Jesús Ibáñez, “Por una sociología
de la vida cotidiana” (Madrid, Siglo XXI, 1994)
En el “Tratado sobre lo sublime” atribuido al autor griego Longino
y que fuera escrito entre los siglos III y I a.C. por quien probablemente fuera
profesor de retórica, su autor pone el ejemplo del Dios de los judíos: el que
no puede presentarse en imagen o palabra alguna, cuya presencia es invocada
siempre como ausencia radical –todo lo contrario a la iconografía cristiana,
tan profusa en imágenes de la divinidad-, como oscuridad que invoca a la luz: “Dios se hace presente, entonces, en la luz,
que no es sino una señal de su poder, pero no de su presencia, Dios se ausenta
en la luz que es signo, huella, presencia negativa, de su potencia insondable”.
No
sé lo suficiente como para permitirme afirmar que la sublimación es un
mecanismo propio de la dominación. Lo que sí observo en la historia que conozco
es que le ha sido y le sigue siendo muy útil porque conduce a la sumisión de
las gentes, sin la que su poder cesaría. Desentrañar su funcionamiento me
parece, por tanto, una cuestión fundamental para el paradigma de la revolución
integral que intentamos construir. Sostengo que este funcionamiento de lo
sublime es parejo al desarrollo histórico de todos los instrumentos de los que
se sirve la dominación y que, por tanto, su superación vendría a ser la
superación de lo político “hacia atrás”, un “refoulement” que dirían los
franceses, una reconstrucción del sujeto hasta situarlo en el estado
prepolítico del que habla Félix RodrigoMora (FRM) en su artículo “Recuperarnos como seres humanos”:
“Lo que no puede dudarse, tras la
experiencia de los últimos cien años, es que las propuestas politicistas y economicistas
son impotentes, incluso para realizar las metas que se proponen. Por supuesto,
no menos impotentes son las formulaciones espiritualistas y eticistas. Unas y
otras fragmentan al ser humano, lo tratan como una parte de sí, ignorándole en
cuanto totalidad, niegan su complejidad y, en definitiva, contribuyen a su
frustración, desarticulación y envilecimiento, en cooperación con el poder
constituido. La construcción prepolítica del ser humano es, por lo expuesto,
tarea decisiva”.
Así,
pues, aún conscientes de la insuficiencia de nuestro proyecto de recuperación
del sujeto, sí podemos ir avanzando legítimamente en la indagación acerca del
funcionamiento de la sublimación y en su relación con el estado de dominación-sumisión.

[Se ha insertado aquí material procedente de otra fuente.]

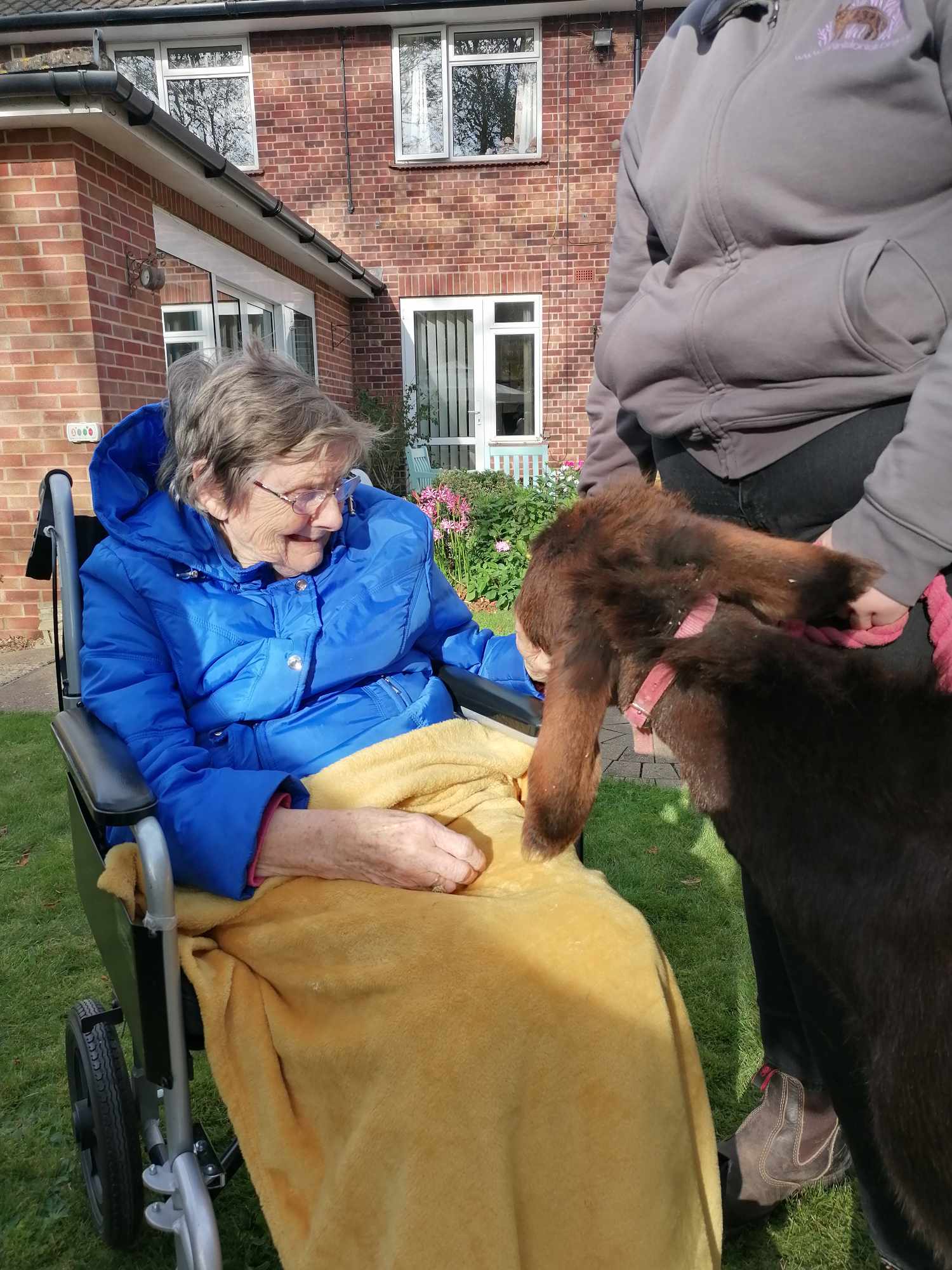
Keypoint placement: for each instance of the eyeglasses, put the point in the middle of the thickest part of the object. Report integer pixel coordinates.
(309, 502)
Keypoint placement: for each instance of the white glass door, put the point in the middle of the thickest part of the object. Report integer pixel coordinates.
(475, 365)
(444, 361)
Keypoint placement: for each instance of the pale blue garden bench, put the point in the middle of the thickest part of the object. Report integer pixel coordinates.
(420, 472)
(525, 464)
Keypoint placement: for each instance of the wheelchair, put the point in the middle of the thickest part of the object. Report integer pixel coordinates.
(119, 1117)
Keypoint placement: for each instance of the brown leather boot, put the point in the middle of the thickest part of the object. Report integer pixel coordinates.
(790, 1142)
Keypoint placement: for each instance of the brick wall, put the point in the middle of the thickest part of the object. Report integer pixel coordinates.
(185, 284)
(74, 345)
(451, 229)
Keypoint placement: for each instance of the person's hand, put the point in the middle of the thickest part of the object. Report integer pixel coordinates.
(539, 665)
(871, 609)
(389, 849)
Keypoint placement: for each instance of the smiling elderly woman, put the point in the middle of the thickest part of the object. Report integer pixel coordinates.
(497, 1079)
(256, 615)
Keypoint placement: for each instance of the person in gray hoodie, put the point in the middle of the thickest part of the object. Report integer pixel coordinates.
(775, 342)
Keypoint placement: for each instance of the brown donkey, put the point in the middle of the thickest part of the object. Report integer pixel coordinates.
(849, 843)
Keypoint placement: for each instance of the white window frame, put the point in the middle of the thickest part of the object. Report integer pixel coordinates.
(257, 285)
(486, 330)
(450, 60)
(161, 54)
(204, 336)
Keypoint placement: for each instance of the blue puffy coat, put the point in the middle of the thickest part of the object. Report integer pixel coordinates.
(232, 684)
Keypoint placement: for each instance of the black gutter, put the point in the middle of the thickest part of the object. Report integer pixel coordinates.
(225, 10)
(143, 112)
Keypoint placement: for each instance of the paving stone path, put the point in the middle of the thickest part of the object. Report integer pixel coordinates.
(620, 760)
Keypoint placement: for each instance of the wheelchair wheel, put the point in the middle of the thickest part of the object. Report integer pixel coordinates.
(105, 1125)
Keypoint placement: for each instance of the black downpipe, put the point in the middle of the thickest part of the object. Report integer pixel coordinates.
(639, 17)
(347, 130)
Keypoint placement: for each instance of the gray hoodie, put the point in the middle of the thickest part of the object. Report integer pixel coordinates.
(783, 257)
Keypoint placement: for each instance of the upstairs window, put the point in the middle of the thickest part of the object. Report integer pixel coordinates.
(468, 93)
(204, 84)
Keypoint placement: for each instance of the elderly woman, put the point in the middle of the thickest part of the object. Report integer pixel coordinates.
(498, 1078)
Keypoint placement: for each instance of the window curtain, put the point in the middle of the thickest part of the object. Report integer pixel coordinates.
(417, 115)
(526, 130)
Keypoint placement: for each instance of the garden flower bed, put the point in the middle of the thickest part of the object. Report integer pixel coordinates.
(484, 525)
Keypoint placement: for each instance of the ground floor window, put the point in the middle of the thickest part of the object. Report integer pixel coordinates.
(216, 298)
(477, 369)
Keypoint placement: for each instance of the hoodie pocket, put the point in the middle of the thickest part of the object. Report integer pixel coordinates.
(892, 308)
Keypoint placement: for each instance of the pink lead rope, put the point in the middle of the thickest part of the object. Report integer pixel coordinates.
(939, 608)
(661, 678)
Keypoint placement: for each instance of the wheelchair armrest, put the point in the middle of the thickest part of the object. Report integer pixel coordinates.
(492, 702)
(103, 770)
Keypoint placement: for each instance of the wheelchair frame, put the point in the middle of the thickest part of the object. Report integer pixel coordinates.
(105, 788)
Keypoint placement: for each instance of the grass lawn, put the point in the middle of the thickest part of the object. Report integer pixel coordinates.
(657, 852)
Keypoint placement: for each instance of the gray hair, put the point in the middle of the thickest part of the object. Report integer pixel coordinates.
(239, 412)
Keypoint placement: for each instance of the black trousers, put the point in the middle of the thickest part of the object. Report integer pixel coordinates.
(803, 1026)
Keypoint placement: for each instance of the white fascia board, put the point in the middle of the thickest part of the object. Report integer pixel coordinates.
(230, 266)
(188, 30)
(106, 123)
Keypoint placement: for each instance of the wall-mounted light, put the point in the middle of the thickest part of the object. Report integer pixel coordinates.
(147, 274)
(602, 41)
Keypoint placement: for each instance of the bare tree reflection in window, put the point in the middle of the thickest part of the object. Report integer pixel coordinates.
(219, 111)
(486, 100)
(139, 68)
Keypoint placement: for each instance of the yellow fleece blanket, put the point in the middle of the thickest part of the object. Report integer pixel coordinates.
(493, 1080)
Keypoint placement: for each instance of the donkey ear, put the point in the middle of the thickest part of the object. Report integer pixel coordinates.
(777, 578)
(564, 773)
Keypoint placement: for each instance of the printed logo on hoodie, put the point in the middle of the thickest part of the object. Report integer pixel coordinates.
(865, 27)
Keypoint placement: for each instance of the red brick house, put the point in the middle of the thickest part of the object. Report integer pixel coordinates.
(403, 195)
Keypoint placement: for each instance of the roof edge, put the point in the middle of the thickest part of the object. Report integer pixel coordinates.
(232, 10)
(64, 86)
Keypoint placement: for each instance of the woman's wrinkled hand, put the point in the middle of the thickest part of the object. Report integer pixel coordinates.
(390, 849)
(539, 665)
(871, 609)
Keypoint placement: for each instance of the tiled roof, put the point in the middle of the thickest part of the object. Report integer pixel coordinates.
(25, 8)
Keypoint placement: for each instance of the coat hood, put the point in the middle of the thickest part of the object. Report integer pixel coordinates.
(135, 511)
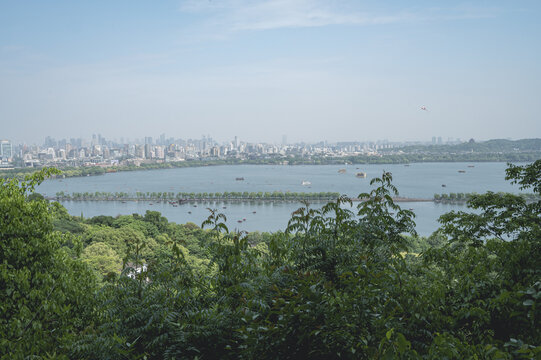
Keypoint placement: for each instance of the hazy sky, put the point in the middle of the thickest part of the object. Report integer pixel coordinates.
(310, 69)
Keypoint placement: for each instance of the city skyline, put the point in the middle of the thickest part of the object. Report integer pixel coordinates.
(311, 69)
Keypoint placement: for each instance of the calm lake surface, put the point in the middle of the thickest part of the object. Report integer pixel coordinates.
(420, 180)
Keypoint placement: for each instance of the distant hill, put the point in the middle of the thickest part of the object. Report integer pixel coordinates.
(490, 146)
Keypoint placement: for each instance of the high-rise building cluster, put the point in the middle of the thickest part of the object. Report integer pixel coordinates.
(103, 152)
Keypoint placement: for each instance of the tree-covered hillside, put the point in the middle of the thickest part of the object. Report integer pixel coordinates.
(334, 284)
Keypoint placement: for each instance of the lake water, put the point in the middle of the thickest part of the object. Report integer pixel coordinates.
(420, 180)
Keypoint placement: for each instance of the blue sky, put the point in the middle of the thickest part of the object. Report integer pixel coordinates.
(310, 69)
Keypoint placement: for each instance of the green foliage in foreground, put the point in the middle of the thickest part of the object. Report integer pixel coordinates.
(336, 284)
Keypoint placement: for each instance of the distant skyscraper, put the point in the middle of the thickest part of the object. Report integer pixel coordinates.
(6, 150)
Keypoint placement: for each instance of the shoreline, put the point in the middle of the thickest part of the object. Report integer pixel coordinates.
(203, 200)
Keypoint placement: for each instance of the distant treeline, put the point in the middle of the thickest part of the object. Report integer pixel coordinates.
(191, 196)
(438, 155)
(457, 198)
(495, 146)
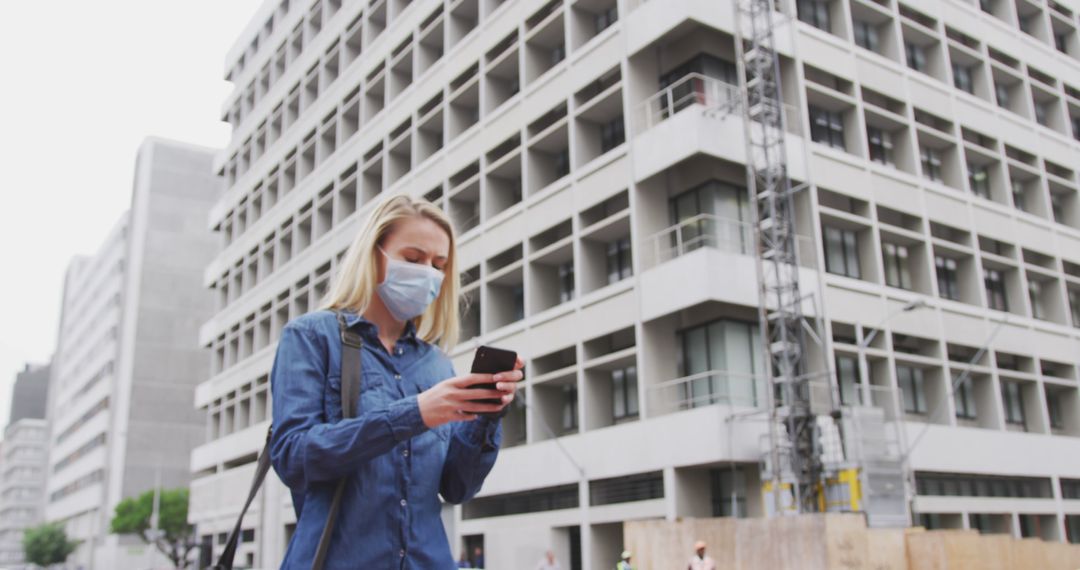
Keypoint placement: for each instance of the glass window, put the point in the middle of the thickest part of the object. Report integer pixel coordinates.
(912, 389)
(1012, 399)
(961, 78)
(612, 134)
(995, 289)
(880, 144)
(866, 36)
(841, 252)
(847, 377)
(619, 261)
(964, 397)
(814, 13)
(916, 56)
(569, 408)
(979, 180)
(724, 357)
(896, 273)
(624, 393)
(826, 127)
(931, 160)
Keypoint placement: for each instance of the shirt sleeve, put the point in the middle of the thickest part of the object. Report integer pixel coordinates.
(473, 448)
(304, 447)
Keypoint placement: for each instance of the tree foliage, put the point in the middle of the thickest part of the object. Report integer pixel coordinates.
(46, 544)
(176, 539)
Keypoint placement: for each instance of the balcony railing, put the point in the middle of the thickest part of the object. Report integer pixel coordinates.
(703, 230)
(706, 389)
(691, 90)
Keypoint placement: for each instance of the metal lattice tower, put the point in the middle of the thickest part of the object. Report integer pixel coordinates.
(780, 303)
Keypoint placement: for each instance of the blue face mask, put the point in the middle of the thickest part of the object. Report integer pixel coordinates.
(408, 288)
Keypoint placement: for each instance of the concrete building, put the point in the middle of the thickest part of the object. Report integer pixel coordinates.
(23, 462)
(126, 357)
(592, 155)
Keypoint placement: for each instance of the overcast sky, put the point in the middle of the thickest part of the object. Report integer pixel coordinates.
(84, 82)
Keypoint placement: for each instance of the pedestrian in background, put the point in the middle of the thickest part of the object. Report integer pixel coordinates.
(549, 562)
(700, 561)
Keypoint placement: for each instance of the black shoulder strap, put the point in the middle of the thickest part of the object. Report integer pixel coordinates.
(351, 351)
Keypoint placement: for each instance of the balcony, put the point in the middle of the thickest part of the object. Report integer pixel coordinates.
(700, 114)
(707, 258)
(706, 389)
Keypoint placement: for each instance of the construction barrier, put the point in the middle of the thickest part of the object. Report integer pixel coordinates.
(835, 542)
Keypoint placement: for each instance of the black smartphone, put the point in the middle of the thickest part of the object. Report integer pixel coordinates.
(489, 360)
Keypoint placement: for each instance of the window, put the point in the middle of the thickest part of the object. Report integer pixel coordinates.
(1012, 399)
(711, 215)
(964, 397)
(880, 143)
(848, 379)
(624, 393)
(1075, 307)
(916, 56)
(979, 180)
(1054, 410)
(841, 252)
(896, 273)
(866, 36)
(606, 18)
(566, 282)
(619, 262)
(1001, 94)
(720, 361)
(1017, 192)
(961, 78)
(612, 134)
(995, 289)
(1035, 295)
(569, 408)
(912, 389)
(814, 13)
(931, 160)
(826, 127)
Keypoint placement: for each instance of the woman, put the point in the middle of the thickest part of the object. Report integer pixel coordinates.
(416, 434)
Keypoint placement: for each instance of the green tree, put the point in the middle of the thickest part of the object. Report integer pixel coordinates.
(176, 538)
(46, 544)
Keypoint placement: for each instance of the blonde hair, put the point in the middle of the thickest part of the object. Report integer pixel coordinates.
(358, 275)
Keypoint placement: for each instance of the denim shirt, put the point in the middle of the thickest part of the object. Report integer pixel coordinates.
(395, 467)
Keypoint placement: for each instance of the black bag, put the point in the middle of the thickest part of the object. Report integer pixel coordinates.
(351, 347)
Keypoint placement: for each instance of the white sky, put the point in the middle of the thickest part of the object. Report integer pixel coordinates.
(83, 82)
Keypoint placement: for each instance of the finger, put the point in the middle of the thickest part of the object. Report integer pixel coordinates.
(469, 394)
(482, 408)
(507, 387)
(468, 380)
(512, 376)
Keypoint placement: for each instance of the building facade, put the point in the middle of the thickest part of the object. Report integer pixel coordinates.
(592, 155)
(126, 358)
(23, 461)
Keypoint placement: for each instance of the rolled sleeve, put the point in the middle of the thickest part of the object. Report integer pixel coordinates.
(305, 448)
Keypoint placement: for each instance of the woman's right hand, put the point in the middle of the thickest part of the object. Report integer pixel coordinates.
(450, 399)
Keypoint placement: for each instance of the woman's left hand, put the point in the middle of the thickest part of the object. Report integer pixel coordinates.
(507, 382)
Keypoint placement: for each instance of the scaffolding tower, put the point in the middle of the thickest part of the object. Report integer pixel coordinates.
(784, 325)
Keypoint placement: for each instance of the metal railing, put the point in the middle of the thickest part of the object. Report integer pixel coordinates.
(703, 230)
(691, 90)
(706, 389)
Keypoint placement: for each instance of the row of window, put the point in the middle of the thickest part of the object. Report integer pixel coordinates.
(1048, 292)
(958, 59)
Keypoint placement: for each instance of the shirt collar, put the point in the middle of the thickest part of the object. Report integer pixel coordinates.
(370, 330)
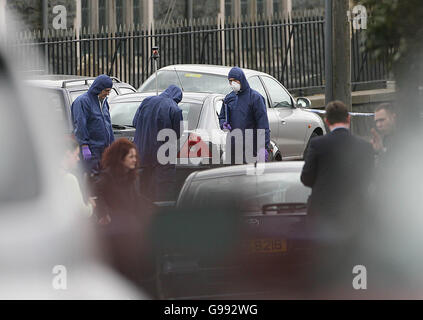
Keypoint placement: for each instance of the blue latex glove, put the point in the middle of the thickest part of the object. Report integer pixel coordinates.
(86, 153)
(227, 126)
(263, 155)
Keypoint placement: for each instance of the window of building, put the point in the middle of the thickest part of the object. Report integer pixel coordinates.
(260, 7)
(102, 13)
(276, 6)
(244, 7)
(85, 11)
(119, 13)
(137, 12)
(228, 8)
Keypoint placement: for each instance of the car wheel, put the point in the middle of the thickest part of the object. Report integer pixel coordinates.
(313, 135)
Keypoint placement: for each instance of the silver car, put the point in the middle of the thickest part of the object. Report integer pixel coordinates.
(291, 124)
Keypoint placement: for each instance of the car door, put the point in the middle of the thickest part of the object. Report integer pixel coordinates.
(292, 128)
(256, 84)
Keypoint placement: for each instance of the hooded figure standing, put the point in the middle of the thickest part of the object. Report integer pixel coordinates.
(153, 115)
(243, 109)
(92, 123)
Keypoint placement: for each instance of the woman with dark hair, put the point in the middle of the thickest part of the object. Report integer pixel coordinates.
(124, 214)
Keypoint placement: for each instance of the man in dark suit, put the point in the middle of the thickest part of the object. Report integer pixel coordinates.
(338, 167)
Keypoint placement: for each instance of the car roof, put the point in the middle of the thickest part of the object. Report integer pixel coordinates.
(247, 169)
(75, 82)
(209, 68)
(138, 96)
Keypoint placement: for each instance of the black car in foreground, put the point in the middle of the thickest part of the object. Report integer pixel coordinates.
(235, 230)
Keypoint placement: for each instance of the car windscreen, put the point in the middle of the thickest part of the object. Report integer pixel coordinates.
(191, 82)
(249, 192)
(122, 113)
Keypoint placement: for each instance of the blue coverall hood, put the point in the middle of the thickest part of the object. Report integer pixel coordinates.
(238, 74)
(100, 83)
(173, 92)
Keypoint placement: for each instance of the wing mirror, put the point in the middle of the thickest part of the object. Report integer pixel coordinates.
(303, 102)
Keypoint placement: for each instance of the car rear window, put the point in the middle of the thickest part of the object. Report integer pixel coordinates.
(75, 94)
(250, 192)
(122, 113)
(191, 82)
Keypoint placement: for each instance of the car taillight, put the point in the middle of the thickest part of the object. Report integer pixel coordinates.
(194, 147)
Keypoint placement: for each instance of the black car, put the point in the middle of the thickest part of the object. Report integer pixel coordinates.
(62, 90)
(234, 230)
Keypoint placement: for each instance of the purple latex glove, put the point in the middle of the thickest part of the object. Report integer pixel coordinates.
(227, 126)
(86, 153)
(263, 155)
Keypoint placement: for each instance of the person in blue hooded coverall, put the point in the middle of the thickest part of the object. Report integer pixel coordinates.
(92, 123)
(243, 109)
(154, 114)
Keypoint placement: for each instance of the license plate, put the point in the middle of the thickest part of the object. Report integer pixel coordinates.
(268, 246)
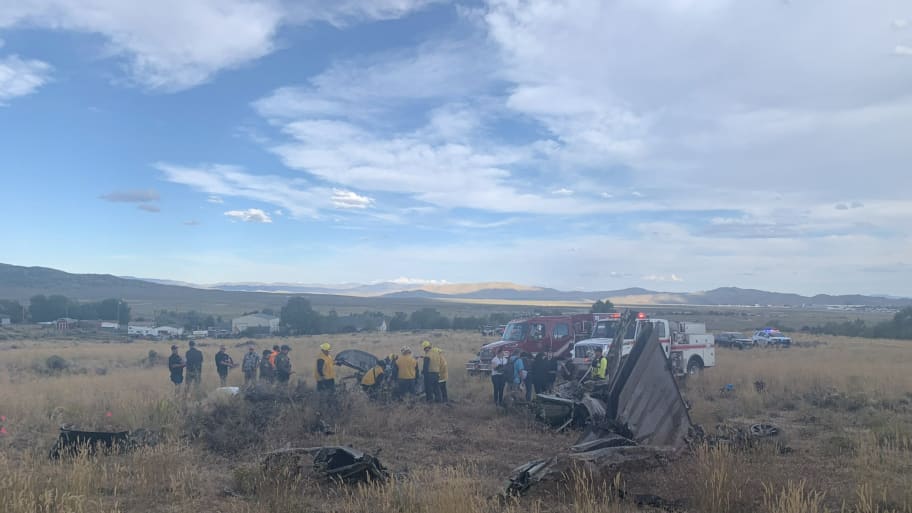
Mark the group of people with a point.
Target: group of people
(396, 373)
(400, 374)
(274, 366)
(521, 372)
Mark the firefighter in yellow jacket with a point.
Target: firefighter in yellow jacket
(431, 371)
(406, 370)
(441, 384)
(599, 365)
(325, 370)
(373, 380)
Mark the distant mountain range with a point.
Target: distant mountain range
(507, 291)
(17, 282)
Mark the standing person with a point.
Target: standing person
(498, 364)
(223, 363)
(325, 371)
(539, 373)
(406, 373)
(250, 364)
(273, 354)
(441, 383)
(372, 381)
(267, 370)
(431, 372)
(194, 363)
(599, 366)
(551, 367)
(526, 374)
(519, 372)
(176, 366)
(283, 365)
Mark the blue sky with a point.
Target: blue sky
(674, 144)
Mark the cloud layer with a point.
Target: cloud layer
(21, 77)
(251, 215)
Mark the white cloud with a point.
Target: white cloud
(251, 215)
(21, 77)
(131, 196)
(661, 277)
(170, 45)
(345, 12)
(348, 199)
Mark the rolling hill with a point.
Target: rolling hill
(145, 296)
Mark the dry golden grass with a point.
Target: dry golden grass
(843, 405)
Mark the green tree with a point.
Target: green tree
(399, 322)
(428, 318)
(602, 307)
(298, 317)
(13, 310)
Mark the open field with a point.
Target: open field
(844, 406)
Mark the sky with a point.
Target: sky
(675, 145)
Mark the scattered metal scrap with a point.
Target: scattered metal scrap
(72, 441)
(639, 419)
(344, 464)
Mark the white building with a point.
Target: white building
(169, 331)
(255, 321)
(141, 331)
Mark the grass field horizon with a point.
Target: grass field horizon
(843, 406)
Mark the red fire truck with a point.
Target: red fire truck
(553, 334)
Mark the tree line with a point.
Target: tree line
(899, 327)
(298, 317)
(50, 308)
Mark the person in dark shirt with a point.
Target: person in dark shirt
(194, 365)
(267, 369)
(223, 363)
(283, 365)
(176, 366)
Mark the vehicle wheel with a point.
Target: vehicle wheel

Una primera observación la hago a partir del propio texto de FRM en el que éste
afirma que “la noción de espiritualidad
natural registra, ordena y recoge lo que de manera indudable es la parte
trascendente de la persona, con el fin de cultivar luego cada uno de los
atributos que la conforman, realizando su desarrollo y robustecimiento”. Trascendencia
y espiritualidad son presentados por FRM como conceptos que emanan del
mecanismo de trascendencia, o sublimación, que intento rebatir aquí.
Al respecto, es muy
interesante la reflexión que hace InmaculadaMurcia Serrano,
profesora de la Universidad de Sevilla, en su ensayo sobre “Lo sublime de
Edmund Burke y la estatización postmoderna de la tecnología”, cuando compara la
sublimación romántica por la Naturaleza con la sublimación contemporánea ante
la tecnología de lo virtual:
“La
fascinación tradicional por las montañas, los océanos o la noche estrellada
cedía entonces su puesto al miedo delicioso que ocasionaba no saber lo que se
esconde más allá de la pantalla, en la que, cual sirenas ante Ulises, toda una
serie de promesas tan tentativas como inquietantes nos invitaba a traspasar la
frontera que separa lo real de lo virtual. Vista esta deriva intelectual, tan
interesada en transmitirnos desde todos los ámbitos la idea un futuro
apocalípticamente transformado por las nuevas tecnologías, tal vez sea hora de
recuperar aquella otra vieja categoría estética y burkeana, la de la belleza,
desahuciada por la postmodernidad, que quizás no sea tan estimulante
estéticamente, pero que, al menos, parece compatible con el ejercicio de una
racionalidad distanciada, comedida y crítica cada vez más necesaria en una
época que, deslumbrada por los excesos de lo sublime, tal vez no haya logrado
otra cosa que aterrorizarnos innecesariamente” (1).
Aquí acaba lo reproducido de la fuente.